December 11, 2023
NEWARK – The New Jersey Institute for Social Justice today commended the Community Development and Affairs Committee for releasing A1515, a bill to grant select municipalities the opportunity to create Civilian Review Boards (CRBs) with investigatory powers through a pilot program in the four cities of Newark, Jersey City, Paterson and Trenton.
“For more than 50 years going back to the Newark Rebellion, New Jersey residents have been advocating for strong Civilian Review Boards to build a system of community accountability into policing,” said Yannick Wood, Director of the Criminal Justice Reform Program at the New Jersey Institute for Social Justice. “The continuation of police violence against Black people in the state, including as recently as the killings of Najee Seabrooks in Paterson and Andrew Washington in Jersey City, makes it starkly evident that we still need CRBs today. The legislation passed today in committee is a heartening and important first step.”
CRBs, led by members of the community and not within the internal chain of police command, will allow for more independent investigations not encumbered by pressure from police leadership. They are professionalized, with members who will have necessary training.
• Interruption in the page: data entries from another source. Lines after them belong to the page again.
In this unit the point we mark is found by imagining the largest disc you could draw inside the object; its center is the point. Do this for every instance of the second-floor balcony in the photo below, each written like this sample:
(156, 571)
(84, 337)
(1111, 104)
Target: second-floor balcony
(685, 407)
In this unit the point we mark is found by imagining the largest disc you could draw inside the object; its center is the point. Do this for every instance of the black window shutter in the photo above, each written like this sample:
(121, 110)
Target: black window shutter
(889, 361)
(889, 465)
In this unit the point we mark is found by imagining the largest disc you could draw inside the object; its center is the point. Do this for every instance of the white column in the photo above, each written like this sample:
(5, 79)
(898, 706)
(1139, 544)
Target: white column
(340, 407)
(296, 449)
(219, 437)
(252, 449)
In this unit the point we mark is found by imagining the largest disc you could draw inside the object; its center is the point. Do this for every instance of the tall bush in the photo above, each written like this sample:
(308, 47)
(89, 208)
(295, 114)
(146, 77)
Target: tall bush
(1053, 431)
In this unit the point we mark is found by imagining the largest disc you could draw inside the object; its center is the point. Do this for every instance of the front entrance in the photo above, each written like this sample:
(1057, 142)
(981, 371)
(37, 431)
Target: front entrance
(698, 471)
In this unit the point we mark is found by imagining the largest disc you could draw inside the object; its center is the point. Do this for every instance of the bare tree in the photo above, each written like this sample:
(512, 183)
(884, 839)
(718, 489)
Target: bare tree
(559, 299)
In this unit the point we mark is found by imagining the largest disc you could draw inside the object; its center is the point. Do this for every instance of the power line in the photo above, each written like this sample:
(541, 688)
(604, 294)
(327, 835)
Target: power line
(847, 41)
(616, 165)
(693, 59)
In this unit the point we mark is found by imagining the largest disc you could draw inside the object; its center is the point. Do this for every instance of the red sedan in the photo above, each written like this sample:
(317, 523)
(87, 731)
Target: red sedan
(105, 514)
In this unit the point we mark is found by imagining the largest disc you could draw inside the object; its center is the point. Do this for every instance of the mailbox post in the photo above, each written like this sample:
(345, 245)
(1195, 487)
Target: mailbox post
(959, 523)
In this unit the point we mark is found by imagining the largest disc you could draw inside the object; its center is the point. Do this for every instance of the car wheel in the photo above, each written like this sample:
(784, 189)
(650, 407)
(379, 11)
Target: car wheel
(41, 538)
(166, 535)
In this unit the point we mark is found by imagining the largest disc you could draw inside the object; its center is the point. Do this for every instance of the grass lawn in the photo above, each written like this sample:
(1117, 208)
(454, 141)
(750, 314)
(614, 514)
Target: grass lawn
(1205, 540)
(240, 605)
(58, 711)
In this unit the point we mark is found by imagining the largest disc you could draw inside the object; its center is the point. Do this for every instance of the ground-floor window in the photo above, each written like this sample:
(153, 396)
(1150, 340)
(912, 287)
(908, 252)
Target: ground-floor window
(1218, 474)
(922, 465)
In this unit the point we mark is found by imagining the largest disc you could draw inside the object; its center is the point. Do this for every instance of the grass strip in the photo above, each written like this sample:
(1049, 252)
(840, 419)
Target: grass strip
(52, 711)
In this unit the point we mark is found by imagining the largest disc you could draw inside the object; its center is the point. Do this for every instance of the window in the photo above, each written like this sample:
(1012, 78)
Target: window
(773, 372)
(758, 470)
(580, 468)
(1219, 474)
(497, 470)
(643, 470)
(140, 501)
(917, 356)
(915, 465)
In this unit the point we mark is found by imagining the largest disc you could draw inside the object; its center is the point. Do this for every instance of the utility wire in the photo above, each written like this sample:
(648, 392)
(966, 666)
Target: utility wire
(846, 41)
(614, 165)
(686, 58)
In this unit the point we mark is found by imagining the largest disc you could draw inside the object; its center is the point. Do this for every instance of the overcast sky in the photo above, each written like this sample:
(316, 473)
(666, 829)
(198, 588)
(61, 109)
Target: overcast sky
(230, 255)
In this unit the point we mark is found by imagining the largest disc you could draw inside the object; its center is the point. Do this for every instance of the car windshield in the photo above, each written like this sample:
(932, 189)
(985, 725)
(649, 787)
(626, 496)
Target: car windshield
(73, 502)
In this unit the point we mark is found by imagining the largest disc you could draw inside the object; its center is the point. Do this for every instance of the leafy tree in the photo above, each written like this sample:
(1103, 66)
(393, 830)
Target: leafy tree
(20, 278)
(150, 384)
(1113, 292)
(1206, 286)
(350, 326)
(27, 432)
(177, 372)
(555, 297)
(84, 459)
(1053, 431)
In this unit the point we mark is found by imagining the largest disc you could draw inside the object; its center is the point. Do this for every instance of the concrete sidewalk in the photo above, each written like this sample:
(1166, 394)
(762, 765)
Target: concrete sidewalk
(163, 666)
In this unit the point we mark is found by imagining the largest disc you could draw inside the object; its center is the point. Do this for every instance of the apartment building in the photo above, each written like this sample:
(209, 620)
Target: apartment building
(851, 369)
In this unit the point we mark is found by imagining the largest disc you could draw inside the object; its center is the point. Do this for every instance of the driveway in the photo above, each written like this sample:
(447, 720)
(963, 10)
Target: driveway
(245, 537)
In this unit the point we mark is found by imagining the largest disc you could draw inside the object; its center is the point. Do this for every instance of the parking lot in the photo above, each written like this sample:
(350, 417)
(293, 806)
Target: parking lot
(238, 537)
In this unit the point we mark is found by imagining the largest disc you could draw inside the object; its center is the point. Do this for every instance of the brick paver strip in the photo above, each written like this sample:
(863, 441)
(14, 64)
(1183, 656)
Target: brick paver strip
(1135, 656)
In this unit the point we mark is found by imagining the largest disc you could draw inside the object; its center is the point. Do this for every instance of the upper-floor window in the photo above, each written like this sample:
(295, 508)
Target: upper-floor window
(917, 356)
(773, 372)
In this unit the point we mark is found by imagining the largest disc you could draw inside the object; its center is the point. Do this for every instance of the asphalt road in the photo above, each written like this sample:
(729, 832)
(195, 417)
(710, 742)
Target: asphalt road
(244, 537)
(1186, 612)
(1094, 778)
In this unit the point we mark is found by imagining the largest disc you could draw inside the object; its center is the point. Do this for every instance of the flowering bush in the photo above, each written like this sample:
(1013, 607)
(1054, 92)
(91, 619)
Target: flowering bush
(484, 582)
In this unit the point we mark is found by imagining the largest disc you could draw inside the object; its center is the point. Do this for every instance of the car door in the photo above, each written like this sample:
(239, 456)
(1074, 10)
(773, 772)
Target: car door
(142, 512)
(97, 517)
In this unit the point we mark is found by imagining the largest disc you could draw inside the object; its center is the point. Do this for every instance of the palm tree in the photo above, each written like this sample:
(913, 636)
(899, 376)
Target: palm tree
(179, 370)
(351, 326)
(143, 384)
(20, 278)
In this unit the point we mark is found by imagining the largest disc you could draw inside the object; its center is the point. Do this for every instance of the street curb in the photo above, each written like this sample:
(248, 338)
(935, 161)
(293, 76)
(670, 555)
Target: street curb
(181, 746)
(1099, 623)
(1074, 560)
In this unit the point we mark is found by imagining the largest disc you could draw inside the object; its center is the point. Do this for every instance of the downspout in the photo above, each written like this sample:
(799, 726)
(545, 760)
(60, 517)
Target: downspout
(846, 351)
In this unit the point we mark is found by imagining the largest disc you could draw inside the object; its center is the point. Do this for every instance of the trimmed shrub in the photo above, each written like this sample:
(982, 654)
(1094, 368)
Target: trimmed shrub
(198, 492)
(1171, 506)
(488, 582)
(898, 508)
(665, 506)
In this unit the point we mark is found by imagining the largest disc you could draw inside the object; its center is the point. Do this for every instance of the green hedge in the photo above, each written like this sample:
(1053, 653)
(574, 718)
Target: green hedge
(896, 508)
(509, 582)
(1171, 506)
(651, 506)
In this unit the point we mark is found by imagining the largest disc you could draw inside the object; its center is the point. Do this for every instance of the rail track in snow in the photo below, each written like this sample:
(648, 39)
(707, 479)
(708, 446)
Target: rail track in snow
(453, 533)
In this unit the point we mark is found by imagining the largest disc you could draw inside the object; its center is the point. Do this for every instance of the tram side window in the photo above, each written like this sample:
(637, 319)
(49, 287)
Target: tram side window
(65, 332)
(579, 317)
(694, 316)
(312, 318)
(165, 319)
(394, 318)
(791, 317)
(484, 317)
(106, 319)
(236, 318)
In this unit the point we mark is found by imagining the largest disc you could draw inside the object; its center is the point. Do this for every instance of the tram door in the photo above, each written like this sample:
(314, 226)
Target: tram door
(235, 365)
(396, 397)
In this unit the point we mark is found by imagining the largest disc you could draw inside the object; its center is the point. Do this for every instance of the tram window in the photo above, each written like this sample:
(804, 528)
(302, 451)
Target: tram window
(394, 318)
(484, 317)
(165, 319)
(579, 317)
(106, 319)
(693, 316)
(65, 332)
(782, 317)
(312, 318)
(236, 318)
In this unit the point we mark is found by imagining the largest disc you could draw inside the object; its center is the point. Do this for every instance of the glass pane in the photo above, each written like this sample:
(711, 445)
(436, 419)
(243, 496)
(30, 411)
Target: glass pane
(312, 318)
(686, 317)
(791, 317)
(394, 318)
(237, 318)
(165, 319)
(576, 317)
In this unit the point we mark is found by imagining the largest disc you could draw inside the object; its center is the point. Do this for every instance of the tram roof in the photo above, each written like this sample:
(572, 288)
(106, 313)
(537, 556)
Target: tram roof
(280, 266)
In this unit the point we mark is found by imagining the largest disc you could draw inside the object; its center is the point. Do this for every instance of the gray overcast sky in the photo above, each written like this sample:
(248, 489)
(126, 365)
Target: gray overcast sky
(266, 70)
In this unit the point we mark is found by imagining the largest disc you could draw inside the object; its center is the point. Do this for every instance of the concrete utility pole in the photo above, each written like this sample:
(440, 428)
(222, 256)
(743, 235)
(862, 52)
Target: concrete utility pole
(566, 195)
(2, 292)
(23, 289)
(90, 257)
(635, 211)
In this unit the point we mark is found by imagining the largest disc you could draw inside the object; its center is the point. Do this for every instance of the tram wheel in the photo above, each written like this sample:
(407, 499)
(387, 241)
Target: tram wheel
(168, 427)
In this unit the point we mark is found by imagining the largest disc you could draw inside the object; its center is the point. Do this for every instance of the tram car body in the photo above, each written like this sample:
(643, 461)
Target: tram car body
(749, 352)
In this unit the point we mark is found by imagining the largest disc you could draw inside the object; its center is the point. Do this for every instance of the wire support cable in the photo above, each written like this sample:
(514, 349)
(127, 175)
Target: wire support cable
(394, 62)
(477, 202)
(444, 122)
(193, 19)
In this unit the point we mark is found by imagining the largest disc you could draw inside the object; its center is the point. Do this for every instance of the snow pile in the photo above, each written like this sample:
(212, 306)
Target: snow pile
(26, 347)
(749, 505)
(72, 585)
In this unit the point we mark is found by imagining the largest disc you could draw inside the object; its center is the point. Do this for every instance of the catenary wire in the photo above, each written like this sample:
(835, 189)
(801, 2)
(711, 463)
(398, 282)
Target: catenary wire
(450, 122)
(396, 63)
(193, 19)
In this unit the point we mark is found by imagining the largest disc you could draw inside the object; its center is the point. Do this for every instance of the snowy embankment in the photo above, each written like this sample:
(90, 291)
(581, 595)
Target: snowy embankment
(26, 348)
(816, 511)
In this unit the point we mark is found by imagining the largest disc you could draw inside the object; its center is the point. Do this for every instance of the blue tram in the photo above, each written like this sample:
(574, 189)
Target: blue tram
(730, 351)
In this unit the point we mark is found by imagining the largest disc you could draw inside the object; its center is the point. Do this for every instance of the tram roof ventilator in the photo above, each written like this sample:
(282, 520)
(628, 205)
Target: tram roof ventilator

And, importantly, granting CRBs subpoena power and the ability to conduct investigations concurrently with Internal Affairs increases the chances that law enforcement witnesses provide accurate testimony.
At today’s hearing, witness after witness testified to the need for CRBs, including people who have lost loved ones to police violence.
“Passing CRB legislation in New Jersey is a long time coming, and today’s vote begins the process,” added Wood. “As a former prosecutor, I know the value of CRBs and have seen them work in New York. We now look forward to working with the Senate bill sponsorship to strengthen the bill and move it forward through the legislative process and onto the Governor for signature.”
The Institute urges the legislature, as the bill moves forward, to pass amendments including ones to i) protect powers that municipalities already have to establish or maintain CRBs; ii) ensure that at the conclusion of the pilot program, the investigatory powers of the pilot program will be expanded to any CRB across the state; ii) guarantee that pilot municipalities that already have CRBs can participate without having to pass new ordinances; iv) provide for county level CRBs; v) add that a CRB can run concurrently with an Internal Affairs investigation without a waiting period; and vi) provide an appropriation for CRB training.